Fauve connects with France’s youth, tackling such issues as social alienation, confused sexuality and the rat race.

A band of anonymous twentysomething Paris office workers is becoming an artistic symbol of discontent in a country mired in a bad economy.

Fauve – French for "wild animal" – sheds a light on problems facing young people in France with lo-fi spoken-word songs and homemade videos that are attracting hundreds of thousands of hits on YouTube.

"There is a real human bleakness in Paris and in France generally," the band's vocalist told The Globe and Mail on the same afternoon an unemployed 43-year-old man died after setting himself on fire outside a job centre in the city of Nantes. "Either you let it get the best of you, or you try to overcome it."

Fauve's approach is connecting with French youth. The band, whose first EP comes out later this spring, has uploaded four videos to YouTube over the past year and a half, the most popular of which has more than half a million hits. Fans wait hours outside concert halls for the chance to see Fauve live. Some scribble song lyrics on the inside of subways or on public trash cans. The band's emblem, a stylized "F" morphed into the "not equal to" sign, has been scratched on to windows, sprayed onto walls and tattooed onto skin.

"The financial crisis is accompanied by an identity crisis," explains Abigail Aïnouz, a music journalist with the French cultural magazine Les Inrockuptibles. "Fauve perfectly symbolizes this fracture."

Yet Fauve shuns the spotlight. Its five members refuse to give out their names in interviews and ask videographers not to film their faces.

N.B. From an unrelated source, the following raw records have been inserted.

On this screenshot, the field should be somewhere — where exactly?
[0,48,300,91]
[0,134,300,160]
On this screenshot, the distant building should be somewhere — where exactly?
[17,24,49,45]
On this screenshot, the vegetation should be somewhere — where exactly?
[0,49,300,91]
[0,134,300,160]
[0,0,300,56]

At photo shoots, they either partly conceal themselves behind a projected image or turn their back to the camera altogether. Onstage, they wear white T-shirts, to better disappear behind a forest of dancing video projections.

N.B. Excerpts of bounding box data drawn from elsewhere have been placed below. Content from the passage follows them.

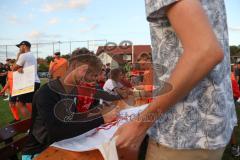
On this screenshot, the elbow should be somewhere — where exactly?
[213,47,224,65]
[200,42,224,66]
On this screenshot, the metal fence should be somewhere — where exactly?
[0,40,107,62]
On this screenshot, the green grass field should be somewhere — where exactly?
[0,79,240,160]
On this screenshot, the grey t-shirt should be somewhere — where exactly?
[145,0,237,149]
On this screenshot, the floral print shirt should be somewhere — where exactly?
[145,0,237,149]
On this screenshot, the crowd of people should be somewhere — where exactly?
[0,41,155,159]
[1,0,240,160]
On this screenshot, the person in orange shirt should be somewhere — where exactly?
[0,64,20,123]
[49,52,68,79]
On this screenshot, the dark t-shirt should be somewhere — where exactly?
[23,79,104,155]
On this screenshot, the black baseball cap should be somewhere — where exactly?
[16,41,31,48]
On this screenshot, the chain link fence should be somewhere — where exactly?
[0,40,107,62]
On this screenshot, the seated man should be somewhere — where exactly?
[23,47,119,159]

"Our generation feels lost and melancholic," 26-year-old fan Célia Nicolas said before the band played a sold-out Valentine's Day show in Paris's 11th arrondissement. "We're facing the crisis head-on and though we have high ideals, we don't know how to reach them. I haven't seen a band channel this uneasiness through music in a very long time."

Fauve's visceral flow of lyrics takes its cue from spoken elements of songs by the Pixies, Lou Reed, Sonic Youth and French poet and singer Léo Ferré. Unlike the sunny music and lyrics popular in today's French indie scene – through retro-revival bands such as La Femme, Granville, BB Brunes, Pendentif or Aline – Fauve tackles themes such as social alienation, depression, confused sexuality and the rat race the French refer to as métro, boulot, dodo ("commute, work, sleep"). The song Sainte-Anne takes its name from a famous psychiatric hospital in Paris; the City of Light itself is described as a decaying "necropolis."

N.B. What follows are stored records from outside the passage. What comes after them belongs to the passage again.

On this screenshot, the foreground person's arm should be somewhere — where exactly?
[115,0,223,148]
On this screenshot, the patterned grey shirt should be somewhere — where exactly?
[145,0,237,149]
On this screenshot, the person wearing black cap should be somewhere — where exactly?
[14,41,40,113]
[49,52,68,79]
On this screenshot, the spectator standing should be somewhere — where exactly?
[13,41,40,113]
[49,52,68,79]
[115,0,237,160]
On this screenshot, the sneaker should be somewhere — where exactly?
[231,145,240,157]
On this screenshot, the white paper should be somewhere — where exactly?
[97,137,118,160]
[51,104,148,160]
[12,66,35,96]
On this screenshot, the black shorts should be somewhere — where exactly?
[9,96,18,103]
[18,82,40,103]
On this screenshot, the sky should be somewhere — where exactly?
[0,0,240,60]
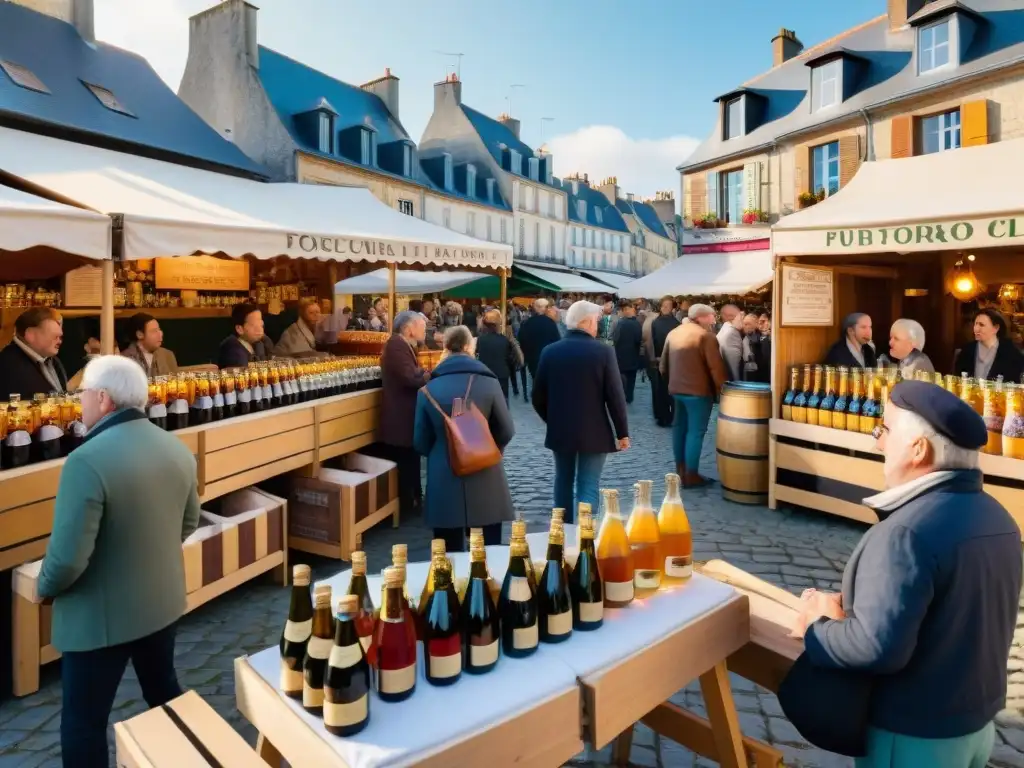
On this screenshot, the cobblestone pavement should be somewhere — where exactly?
[0,383,1024,768]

A key visual metaphor to which Fauve often returns is that of a "blizzard" being vanquished. "It's a really important word," the vocalist said. "The blizzard is this ambient gloominess or melancholy. But it's galvanizing to stare this thing down."

"There is no equivalent on today's French music scene," 35-year-old fan Franck Marvine said. "No one speaks to the young generation as forcefully as Fauve does."

Most of the band's members have 9-to-5 office jobs. The vocalist pens lyrics on the subway on his way to work and at his desk once he has arrived, sometimes throughout the day. "It's pretty outrageous," he said. "I'm a total imposter."

The band takes its name from the 1992 French film Les nuits fauves (Savage Nights), which depicted the tortured romantic life of a hard-partying, bisexual, HIV-positive film director. "We were kids when that movie came out, and weren't allowed to watch it," the vocalist recalls. "But we always associated the word fauve with something primal and urgent, sad and beautiful. In painting also, Fauvism puts emotion over precision. That's us."